Newton, Einstein e Deus

Texto de Marcelo Gleiser no Caderno Mais! da Folha de São Paulo. Baseado em uma versão mais completa, publicada em inglês no blog 13.7: Cosmos and Culture. Retirado do blog de Alam Kenjiminowa. As notas ao final são minhas.

Talvez isso surpreenda muita gente, mas tanto Newton quanto Einstein, sem dúvida dois dos grandes gigantes da física, tinham uma relação bastante íntima com Deus.

É bem verdade que o que ambos chamavam de "Deus" não era compatível com a versão mais popular do Deus judaico-cristão [1].

Numa época em que existe tanta disputa sobre a compatibilidade da ciência com a religião, talvez seja uma boa ideia revisitar o pensamento desses dois grandes sábios.

No epílogo da edição de 1713 de sua obra prima "Princípios Matemáticos da Filosofia Natural" (1686), Newton escreve que o seu Deus (cristão, claro) era o senhor do Cosmo e que deveria ser adorado por estar em toda a parte, por ser o "Governante Universal". Essa visão de Deus pode ser considerada panteísta, se entendermos por panteísmo a doutrina que identifica Deus com o Universo ou que identifica o Universo como sendo uma manifestação de Deus [2].
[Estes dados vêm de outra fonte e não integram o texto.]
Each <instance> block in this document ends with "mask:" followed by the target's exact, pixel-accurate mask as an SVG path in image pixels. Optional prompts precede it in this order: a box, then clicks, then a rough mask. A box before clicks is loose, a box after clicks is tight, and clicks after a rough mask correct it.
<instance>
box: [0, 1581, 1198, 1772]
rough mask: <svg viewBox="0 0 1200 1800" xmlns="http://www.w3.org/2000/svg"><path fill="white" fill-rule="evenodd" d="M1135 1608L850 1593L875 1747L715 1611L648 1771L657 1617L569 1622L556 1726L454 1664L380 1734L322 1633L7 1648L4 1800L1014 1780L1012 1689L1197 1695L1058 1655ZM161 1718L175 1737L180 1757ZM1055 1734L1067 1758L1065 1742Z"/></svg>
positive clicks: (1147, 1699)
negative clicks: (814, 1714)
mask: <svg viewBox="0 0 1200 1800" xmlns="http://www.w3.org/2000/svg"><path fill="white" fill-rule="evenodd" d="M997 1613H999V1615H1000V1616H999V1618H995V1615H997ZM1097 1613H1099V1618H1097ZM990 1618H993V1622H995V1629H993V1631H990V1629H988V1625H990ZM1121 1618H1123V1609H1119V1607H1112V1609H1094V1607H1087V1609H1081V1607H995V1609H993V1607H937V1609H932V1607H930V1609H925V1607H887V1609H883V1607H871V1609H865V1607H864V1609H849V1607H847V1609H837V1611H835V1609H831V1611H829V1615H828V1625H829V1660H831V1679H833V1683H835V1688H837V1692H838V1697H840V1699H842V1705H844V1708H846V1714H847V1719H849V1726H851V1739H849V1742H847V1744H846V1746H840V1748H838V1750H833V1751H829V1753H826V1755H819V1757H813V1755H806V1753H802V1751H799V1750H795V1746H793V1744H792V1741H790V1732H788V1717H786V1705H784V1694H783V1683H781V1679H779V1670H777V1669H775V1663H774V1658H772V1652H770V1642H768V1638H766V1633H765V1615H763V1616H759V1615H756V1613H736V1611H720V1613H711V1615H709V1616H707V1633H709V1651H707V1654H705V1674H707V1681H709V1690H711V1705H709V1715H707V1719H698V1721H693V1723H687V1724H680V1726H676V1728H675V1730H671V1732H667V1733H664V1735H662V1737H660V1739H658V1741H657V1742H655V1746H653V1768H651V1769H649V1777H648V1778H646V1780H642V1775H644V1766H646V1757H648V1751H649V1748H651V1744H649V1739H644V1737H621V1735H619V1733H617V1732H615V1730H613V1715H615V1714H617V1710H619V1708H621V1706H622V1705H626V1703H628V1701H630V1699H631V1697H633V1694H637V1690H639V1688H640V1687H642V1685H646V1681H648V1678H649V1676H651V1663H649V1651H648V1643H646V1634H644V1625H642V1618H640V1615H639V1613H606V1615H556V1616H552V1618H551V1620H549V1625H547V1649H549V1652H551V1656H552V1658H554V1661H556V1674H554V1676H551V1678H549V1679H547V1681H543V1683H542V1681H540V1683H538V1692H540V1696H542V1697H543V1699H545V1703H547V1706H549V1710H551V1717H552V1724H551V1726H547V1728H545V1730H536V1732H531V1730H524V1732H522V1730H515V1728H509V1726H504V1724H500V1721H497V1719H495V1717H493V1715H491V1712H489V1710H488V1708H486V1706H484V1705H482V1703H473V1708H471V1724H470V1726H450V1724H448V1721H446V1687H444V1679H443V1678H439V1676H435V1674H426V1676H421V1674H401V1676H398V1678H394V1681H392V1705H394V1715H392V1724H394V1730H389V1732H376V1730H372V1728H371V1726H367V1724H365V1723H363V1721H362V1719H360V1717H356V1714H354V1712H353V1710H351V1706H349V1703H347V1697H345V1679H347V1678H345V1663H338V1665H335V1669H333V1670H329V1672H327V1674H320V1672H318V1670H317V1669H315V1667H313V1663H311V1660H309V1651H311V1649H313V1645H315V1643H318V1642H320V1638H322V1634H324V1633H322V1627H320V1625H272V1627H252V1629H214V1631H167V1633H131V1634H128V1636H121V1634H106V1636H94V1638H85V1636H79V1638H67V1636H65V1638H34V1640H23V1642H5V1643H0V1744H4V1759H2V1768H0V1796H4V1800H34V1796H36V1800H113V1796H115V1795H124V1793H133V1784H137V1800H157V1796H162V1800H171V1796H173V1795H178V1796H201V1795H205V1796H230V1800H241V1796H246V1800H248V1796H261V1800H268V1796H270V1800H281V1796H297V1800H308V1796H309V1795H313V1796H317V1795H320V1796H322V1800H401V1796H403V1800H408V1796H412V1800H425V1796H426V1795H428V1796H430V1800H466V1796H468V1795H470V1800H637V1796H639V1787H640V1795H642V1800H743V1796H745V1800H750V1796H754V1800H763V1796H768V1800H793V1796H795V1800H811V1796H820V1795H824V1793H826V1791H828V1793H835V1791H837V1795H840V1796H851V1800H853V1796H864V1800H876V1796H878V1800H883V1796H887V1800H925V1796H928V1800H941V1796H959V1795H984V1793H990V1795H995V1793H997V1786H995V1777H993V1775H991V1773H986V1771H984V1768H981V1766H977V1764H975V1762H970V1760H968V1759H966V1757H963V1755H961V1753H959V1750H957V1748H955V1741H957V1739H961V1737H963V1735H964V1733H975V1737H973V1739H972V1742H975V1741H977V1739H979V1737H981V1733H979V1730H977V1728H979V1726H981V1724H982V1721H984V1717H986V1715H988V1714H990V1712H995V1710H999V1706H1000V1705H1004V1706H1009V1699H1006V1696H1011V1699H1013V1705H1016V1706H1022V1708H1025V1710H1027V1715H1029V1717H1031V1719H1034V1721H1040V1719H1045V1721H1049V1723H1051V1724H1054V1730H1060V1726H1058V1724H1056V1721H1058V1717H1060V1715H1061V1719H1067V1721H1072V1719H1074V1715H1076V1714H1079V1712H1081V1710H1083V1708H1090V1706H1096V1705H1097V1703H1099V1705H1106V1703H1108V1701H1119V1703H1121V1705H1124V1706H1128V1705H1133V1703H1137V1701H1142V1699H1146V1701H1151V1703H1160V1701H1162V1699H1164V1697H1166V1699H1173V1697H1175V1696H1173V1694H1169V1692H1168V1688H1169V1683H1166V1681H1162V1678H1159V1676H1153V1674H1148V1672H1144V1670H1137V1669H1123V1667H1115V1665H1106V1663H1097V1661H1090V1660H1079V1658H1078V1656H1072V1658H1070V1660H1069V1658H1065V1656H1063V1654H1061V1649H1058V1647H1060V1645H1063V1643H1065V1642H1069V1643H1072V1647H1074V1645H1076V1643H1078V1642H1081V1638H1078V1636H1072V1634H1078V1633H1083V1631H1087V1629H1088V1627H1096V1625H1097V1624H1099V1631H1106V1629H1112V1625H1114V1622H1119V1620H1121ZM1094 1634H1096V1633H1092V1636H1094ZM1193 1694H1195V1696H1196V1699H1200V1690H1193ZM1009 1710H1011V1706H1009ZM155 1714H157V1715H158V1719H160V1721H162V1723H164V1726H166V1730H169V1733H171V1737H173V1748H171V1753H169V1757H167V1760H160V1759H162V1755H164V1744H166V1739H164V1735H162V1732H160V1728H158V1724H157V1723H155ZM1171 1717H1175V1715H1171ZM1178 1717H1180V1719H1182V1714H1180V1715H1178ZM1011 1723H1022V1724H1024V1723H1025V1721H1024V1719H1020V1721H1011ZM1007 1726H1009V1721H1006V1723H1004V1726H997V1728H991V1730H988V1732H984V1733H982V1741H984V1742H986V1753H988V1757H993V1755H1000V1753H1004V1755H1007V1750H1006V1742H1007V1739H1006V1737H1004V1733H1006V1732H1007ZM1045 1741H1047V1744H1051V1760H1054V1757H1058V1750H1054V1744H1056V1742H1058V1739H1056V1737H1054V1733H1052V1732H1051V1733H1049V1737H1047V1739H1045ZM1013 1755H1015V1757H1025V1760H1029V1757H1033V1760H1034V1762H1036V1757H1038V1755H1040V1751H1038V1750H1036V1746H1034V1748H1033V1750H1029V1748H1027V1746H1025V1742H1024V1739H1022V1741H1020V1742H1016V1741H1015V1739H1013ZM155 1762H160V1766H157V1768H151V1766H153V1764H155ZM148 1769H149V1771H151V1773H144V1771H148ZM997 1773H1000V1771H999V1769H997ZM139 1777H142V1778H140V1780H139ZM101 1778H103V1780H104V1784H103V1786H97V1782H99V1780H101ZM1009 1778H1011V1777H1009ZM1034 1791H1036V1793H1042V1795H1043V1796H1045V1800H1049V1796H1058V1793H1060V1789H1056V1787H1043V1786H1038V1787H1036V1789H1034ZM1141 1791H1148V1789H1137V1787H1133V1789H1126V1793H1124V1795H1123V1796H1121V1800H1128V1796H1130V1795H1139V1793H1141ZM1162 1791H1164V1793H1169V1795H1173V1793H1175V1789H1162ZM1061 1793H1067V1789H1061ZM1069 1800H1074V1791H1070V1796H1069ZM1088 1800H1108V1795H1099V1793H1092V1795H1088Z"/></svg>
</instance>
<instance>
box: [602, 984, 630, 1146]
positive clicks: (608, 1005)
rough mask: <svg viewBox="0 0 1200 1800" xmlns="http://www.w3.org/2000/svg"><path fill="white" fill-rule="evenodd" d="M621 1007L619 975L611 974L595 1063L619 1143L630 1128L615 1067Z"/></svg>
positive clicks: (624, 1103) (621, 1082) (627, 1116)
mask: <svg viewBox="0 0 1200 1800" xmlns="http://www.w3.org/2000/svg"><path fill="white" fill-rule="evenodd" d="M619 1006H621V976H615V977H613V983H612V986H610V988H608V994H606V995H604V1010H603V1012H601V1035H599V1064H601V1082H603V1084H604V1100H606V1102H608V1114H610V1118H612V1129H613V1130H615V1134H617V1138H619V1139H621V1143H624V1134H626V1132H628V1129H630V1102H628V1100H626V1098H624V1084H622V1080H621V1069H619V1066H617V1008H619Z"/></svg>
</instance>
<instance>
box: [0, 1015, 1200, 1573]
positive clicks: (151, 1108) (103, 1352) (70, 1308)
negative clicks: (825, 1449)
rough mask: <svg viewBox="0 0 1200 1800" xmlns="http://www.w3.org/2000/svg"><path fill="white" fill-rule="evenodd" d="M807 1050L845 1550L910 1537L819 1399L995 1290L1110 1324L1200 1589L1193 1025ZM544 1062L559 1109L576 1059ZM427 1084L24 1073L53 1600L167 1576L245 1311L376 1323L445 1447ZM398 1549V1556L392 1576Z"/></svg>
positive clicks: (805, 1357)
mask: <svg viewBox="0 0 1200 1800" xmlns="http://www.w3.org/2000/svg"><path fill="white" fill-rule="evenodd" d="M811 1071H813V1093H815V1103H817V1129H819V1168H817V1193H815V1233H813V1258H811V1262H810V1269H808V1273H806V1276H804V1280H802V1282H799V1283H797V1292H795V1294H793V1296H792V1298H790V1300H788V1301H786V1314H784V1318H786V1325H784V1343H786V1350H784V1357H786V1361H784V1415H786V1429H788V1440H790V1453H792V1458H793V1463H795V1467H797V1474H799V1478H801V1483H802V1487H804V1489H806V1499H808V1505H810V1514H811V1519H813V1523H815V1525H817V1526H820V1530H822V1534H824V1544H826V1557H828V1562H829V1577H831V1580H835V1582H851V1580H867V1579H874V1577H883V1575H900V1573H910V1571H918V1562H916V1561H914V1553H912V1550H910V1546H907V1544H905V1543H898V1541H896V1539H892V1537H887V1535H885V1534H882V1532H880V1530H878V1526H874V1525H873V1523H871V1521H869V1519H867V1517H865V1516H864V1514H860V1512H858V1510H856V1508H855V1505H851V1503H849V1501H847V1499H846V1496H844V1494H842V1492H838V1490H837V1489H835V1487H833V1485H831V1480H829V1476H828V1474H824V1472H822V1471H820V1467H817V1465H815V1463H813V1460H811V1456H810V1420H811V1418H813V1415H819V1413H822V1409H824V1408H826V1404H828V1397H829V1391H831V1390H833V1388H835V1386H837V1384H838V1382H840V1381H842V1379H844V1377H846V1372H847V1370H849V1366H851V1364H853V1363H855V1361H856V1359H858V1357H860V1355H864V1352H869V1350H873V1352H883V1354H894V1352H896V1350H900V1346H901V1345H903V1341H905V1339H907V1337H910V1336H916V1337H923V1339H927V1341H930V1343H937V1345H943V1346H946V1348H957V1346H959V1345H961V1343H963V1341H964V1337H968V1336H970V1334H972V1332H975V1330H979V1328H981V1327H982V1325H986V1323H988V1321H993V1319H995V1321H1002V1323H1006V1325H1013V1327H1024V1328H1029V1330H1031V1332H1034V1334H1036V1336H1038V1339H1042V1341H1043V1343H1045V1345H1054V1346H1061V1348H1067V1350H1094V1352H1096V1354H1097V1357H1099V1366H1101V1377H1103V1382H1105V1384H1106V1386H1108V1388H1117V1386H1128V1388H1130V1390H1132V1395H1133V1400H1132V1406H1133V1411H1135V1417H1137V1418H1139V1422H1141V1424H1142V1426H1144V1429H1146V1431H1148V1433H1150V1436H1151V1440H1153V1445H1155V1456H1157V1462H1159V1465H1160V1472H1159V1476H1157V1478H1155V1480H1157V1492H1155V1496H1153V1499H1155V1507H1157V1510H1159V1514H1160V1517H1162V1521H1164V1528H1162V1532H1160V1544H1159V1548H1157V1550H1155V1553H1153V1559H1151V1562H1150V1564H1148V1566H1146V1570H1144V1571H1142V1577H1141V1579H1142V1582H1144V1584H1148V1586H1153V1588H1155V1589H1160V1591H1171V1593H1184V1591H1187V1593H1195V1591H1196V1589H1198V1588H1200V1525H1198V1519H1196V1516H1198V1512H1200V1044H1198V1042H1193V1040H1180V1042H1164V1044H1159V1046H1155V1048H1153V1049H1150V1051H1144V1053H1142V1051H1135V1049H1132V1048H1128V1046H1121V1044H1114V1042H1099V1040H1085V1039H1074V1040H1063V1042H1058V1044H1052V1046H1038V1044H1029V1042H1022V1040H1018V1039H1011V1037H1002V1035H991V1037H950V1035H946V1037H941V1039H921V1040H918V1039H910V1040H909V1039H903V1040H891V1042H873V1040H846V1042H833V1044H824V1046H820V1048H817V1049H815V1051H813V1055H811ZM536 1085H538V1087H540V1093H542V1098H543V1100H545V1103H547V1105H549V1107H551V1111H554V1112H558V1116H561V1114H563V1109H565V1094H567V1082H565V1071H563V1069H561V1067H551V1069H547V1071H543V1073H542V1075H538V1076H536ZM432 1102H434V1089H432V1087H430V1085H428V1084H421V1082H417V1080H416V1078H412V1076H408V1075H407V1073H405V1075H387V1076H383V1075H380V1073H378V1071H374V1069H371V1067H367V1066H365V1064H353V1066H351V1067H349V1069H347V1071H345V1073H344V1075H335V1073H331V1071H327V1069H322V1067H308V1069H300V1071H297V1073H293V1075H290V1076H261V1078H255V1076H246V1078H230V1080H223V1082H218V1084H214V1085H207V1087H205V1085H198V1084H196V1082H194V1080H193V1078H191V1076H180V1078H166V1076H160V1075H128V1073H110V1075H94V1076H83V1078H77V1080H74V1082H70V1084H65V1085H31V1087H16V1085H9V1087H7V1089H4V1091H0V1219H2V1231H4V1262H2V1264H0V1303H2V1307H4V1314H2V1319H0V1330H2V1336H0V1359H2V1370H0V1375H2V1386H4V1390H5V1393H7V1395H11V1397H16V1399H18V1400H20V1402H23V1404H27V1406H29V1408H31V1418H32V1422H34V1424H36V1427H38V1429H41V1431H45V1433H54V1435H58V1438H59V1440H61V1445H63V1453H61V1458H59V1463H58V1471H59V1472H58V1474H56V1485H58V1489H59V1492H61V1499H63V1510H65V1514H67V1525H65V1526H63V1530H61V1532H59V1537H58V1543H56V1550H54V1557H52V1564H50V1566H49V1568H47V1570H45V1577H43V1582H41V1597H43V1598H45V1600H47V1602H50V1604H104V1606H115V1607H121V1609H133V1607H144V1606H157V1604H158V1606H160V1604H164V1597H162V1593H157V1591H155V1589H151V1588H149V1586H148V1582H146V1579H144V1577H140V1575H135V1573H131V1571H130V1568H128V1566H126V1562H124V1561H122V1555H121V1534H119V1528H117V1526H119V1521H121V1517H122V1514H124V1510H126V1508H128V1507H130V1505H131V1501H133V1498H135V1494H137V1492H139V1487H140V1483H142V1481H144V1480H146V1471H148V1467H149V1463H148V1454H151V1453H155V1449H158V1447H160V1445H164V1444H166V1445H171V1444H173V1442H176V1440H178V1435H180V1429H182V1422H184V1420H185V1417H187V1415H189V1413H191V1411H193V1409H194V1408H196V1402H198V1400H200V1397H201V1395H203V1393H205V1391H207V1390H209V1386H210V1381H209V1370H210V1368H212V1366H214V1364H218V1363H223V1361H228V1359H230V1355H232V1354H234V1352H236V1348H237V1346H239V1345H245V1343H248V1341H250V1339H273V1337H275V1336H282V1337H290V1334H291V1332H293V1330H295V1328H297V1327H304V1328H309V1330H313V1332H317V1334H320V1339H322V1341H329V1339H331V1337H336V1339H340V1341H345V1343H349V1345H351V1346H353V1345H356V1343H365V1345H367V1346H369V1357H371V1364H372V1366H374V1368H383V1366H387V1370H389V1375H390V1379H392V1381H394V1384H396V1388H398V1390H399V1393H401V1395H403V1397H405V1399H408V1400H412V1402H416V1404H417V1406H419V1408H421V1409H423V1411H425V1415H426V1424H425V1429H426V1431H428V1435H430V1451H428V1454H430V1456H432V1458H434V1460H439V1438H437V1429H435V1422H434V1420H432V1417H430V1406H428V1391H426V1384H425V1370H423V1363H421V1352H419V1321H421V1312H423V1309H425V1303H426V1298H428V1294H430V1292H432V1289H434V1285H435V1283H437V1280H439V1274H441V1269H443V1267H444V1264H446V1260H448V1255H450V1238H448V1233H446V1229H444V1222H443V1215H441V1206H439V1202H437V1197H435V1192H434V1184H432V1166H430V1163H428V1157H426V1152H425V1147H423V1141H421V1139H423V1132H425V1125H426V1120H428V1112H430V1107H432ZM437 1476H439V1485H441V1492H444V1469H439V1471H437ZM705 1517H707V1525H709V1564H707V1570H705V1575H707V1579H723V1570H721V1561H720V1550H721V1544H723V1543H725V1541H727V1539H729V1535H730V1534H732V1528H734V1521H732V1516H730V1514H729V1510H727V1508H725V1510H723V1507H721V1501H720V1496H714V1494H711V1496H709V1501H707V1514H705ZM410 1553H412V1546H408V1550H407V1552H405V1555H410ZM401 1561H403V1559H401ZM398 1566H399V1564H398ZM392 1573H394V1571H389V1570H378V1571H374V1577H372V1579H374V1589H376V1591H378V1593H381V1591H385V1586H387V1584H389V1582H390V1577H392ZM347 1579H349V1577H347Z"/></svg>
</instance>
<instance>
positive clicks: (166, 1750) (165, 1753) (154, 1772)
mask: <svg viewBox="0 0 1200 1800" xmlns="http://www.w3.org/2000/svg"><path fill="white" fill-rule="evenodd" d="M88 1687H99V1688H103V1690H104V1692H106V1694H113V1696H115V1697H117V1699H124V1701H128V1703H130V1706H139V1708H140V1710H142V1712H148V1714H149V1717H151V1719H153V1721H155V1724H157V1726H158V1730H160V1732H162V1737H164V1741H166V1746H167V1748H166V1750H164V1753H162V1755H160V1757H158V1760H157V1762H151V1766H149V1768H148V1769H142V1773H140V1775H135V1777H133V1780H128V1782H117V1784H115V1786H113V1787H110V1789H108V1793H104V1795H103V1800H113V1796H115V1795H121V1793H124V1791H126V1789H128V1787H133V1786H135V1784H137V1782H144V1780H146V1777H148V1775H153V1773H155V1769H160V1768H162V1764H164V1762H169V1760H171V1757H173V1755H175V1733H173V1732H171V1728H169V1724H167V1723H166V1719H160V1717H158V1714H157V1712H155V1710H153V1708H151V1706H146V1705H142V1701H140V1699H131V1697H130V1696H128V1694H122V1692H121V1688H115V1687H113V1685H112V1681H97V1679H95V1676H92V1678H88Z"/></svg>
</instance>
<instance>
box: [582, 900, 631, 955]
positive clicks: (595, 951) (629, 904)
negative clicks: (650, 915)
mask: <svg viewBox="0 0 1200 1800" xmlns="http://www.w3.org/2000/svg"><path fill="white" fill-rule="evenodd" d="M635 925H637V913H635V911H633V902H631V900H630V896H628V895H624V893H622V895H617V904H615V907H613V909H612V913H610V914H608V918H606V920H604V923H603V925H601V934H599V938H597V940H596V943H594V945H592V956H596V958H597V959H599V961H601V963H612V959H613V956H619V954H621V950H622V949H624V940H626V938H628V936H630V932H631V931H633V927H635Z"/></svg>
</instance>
A visão que Einstein tinha de Deus, devidamente destituída da conotação cristã, ecoava de certa forma a de Newton. Einstein desprezava tudo o que dizia respeito à religião organizada, em particular a sua rígida hierarquia e ortodoxia [3].

Para ele, um Deus que se preocupava com o destino individual dos homens não fazia sentido. Sua visão era bem mais abstrata, baseada nos ensinamentos do filósofo Baruch Spinoza, que viveu no século 17. Numa carta dirigida a Eduard Büsching, de 25 de outubro de 1929, Einstein diz: "Nós, que seguimos Spinoza, vemos a manifestação de Deus na maravilhosa ordem de tudo o que existe e na sua alma, que se revela nos homens e animais" [4].

Em 1947, numa outra carta, Einstein escreveu: "Minha visão se aproxima da de Spinoza: admiração pela beleza do mundo e pela simplicidade lógica de sua ordem e harmonia, que podemos compreender".

Como essas posições podem ser usadas no debate sobre a compatibilidade da ciência com a religião?

De um lado, ateus radicais como Richard Dawkins, Christopher Hitchens e Sam Harris argumentam que não pode haver uma compatibilidade, que a religião é uma ilusão que precisa ser erradicada, que o sobrenatural é uma falácia [5].

De outro, existem vários cientistas que são pessoas religiosas e até mesmo ortodoxas, e que não veem qualquer problema em compatibilizar seu trabalho com a sua fé. O fato de existirem posições tão antagônicas reflete, antes de mais nada, a riqueza do pensamento humano. Nisso, vejo um ponto de partida para uma possível conciliação [6].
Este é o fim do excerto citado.